I am sure I have seen this question before, possibly in a list of interview questions. But when the question recently came up in the context of something I was working on, I couldn’t find any reference to this problem. If anyone is aware of one, please let me know.

Here is a solution using k=O(\log n) weighings, which is easily shown to be optimal. Number the coins (in binary) from 1 to n and define subsets S_1, \ldots, S_k, where S_i contains all coins whose ith bit is ‘1’. If we assign a ‘1’ to the indices of those subsets that weigh the wrong amount, we exactly recover the binary representation of the bad coin.

What about the general case, where there are up to t bad coins? Generalizing the above, what we want is to associate each coin i with a subset T_i \subseteq \{1, \ldots, k\}, indicating that coin i is placed in sets \{S_j\}_{j \in T_i} (and then the sets are weighed as above). If we want this process to uniquely identify any set of t or fewer bad coins, then the property we need is that the \{T_i\} are tunion free: basically, this means that the union of any two distinct collections of t or fewer of the \{T_i\} yield distinct subsets of \{1, \ldots, k\}. What is the dependence of k on n, t? (A lower bound of k \geq \log {n \choose t} = O(t \log n) is immediate.)

It turns out that this notion is tightly connected to a more familiar one, cover free families (a google search will turn up a definition). We showed:

Lemma:
Any t-cover free family is also t-union free. Conversely, any t-union free family is also (t-1)-cover free.

Cover-free families are well studied. Optimal (explicit) constructions are not known, but a result of Kumar, Rajagopalan and Sahai shows that k = O(t^2 \log^2 n) is achievable.

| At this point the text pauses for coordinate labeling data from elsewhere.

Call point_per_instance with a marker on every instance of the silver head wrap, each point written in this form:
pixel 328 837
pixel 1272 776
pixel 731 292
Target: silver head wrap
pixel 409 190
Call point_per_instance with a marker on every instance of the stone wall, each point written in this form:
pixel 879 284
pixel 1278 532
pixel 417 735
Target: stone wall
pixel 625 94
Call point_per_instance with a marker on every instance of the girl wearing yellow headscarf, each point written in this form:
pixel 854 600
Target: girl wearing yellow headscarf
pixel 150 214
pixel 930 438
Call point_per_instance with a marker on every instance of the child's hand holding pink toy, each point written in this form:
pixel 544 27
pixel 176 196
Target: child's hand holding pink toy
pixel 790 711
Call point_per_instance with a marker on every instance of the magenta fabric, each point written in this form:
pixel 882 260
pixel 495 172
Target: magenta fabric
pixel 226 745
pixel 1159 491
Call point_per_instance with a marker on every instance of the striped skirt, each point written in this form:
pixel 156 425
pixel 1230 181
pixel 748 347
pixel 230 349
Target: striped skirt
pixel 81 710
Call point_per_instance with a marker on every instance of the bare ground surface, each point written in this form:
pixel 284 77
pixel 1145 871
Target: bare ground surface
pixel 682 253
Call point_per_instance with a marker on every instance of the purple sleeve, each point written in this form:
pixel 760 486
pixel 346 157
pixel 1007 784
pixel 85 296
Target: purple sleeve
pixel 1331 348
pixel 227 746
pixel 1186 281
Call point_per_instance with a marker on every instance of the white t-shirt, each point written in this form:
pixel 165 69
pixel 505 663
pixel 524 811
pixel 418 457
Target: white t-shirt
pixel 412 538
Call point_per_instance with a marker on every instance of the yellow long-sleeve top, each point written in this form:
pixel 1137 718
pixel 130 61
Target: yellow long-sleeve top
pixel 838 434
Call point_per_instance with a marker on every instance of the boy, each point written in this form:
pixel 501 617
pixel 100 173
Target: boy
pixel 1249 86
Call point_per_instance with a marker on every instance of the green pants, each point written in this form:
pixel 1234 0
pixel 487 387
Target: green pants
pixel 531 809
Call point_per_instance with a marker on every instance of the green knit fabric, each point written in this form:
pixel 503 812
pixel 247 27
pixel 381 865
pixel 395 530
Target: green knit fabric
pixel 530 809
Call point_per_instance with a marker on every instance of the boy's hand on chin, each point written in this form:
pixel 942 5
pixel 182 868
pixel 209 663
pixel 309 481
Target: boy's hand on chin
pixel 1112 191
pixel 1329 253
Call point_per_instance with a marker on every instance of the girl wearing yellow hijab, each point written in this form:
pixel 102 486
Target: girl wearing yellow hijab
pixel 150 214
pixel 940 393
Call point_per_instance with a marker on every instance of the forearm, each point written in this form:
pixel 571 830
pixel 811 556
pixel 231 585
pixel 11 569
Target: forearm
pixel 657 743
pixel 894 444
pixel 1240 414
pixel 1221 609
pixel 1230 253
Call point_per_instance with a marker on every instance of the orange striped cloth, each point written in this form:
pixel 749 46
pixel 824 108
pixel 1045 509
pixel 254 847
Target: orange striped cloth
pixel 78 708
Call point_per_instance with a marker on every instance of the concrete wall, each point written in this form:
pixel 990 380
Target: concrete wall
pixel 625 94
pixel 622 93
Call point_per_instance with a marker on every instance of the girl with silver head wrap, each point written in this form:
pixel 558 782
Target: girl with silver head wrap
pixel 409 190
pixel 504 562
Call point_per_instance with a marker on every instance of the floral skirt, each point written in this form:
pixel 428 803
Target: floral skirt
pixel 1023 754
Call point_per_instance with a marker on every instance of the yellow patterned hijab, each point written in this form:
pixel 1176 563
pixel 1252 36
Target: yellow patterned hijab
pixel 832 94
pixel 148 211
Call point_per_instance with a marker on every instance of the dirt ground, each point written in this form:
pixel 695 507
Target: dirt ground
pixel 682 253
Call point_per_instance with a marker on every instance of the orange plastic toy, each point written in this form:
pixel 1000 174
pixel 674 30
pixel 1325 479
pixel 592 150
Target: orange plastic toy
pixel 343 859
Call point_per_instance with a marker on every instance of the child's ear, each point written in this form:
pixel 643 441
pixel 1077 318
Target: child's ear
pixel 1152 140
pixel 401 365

What is the cryptographic connection? I’m simplifying a bit here, but imagine we want to perform batch verification of n signatures where up to t might be invalid. How quickly can we identify the bad ones, if we assume as an atomic primitive a way to identify whether any collection of \ell signatures contains all valid signatures? (Obviously, this is only of interest if the cost is less than \ell verifications of individual signatures. Schemes with this property are known.) The above approach gives a solution where only k “batch verifications” are needed. (I want to point out that better solutions are known when the batch verifications performed (i.e., the sets \{T_i\}) can be chosen adaptively. In our case, we explicitly wanted a non-adaptive solution where the batch verifications could be parallelized. For further details, you will have to wait for the eventual paper.)

All-in-all, a fun problem with some neat connections to combinatorics.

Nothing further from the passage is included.